The response to the program was overwhelmingly positive. PBOT received over 2,000 public comments on the Slow Streets program with a large majority supporting the installations and their impacts on local streets. The program transitioned from pandemic response to recovery and converted some Slow Street installations to include more permanent traffic control devices.

Are streets being closed? 

No. PBOT temporarily traffic calmed 100 miles of already low-traffic streets into “local access only” to limit cut-through traffic. As the city transitioned from pandemic response to recovery, PBOT continued to keep traffic low and speeds slow on these streets. Here is a map of where temporary and more permanent Slow Street installations are located. 

What's happening now to Slow Streets?

Because of the positive response to the program, PBOT constructed more permanent installations at some Slow Street locations. You can view a map of temporary and more permanent Slow Street installationshere.

PBOT is not adding new temporary (orange barrel and signs) locations to the program. Work is focused on making existing locations more permanent.

Can I still drive to my house or business? Can I still get deliveries and visitors? What about emergency vehicles? 

Absolutely! These are not hard closures of the entire street or corridor. Anyone needing to drive in or out of your street, including emergency vehicles, will still be able to do so. Slow Streets installations are limiting these streets to people with an intended destination there. 

What will these signs and changes look like? 

Depending on how wide the street is, PBOT will place things like concrete planters, orange barrels or other traffic control devices in the road. All of these will have clear signs to alert people driving of the current changes. 

Here is an image of a more permanent Slow Street installation.

Image shows what Slow Streets concrete planters will look like and how they will operate.
Planned Slow Streets concrete planters will slow people driving onto neighborhood greenways and other priority pedestrian and bicycle streets.
Image shows the materials and signage used for Slow Streets on narrow width streets.
On narrow streets, curbing, reflective wands, and signs will be installed to slow turning vehicles and raise awareness of priority users.

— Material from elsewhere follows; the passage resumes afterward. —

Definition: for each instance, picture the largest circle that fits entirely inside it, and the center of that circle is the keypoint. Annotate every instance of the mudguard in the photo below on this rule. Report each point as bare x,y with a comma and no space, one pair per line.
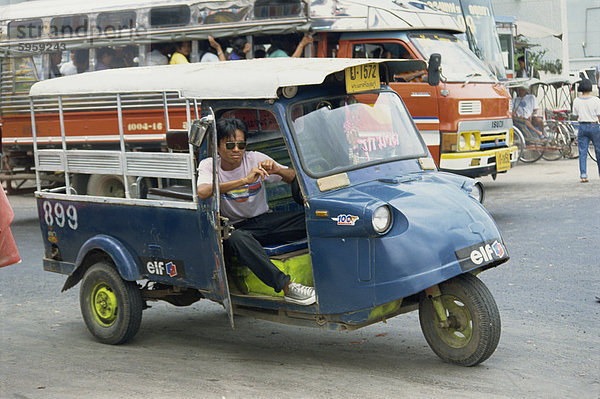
127,266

How were the locations planned?

  • Slow Street locations must be on a neighborhood greenway .
  • In addition, Slow Street locations must meet at least one of these criteria:
    • Streets lacking sidewalks.
    • More than 1/4 of a mile from a park or open space.
    • Adjacent to multifamily housing.
    • Streets with higher traffic volumes or speeds that make it challenging to walk, bike, or roll.
    • Streets with demonstrated support from public health and Black, Indigenous, and People of Color (BIPOC) focused community organizations.

Will PBOT consider adding more Slow Street locations? 

At this time, no additional locations are being added. If you have a safety or traffic concern, please contact Portland 311 service by calling 311 or emailing

How to use Portland's Neighborhood Greenways after Covid-19?

Our Neighborhood Greenway network of low-traffic streets gives Portlanders many ways to improve their mental and physical health during and after the public health crisis. However, please understand it takes all of our cooperation to make this program successful. Let’s work together to slow the spread of viruses and to slow down while using the streets. 

  • Remember that these are shared streets and sidewalks. Take it slow and be respectful of others.
  • If you're passing through the neighborhood, please do not drive on the neighborhood greenway or Slow Street.
  • Cover your cough with a tissue (then throw it away), or the inside of your elbow.
  • Announce your presence to others if you are passing them and move aside, when needed, to let others pass.
  • Follow CDC guidelines and wash your hands before and after you visit a Neighborhood Greenway, or any other public space.

How do I report a damaged barrel or sign?

Please email our contractors at or text your request to 503-395-4509. Include the cross streets or the location number (on a sticker on the equipment).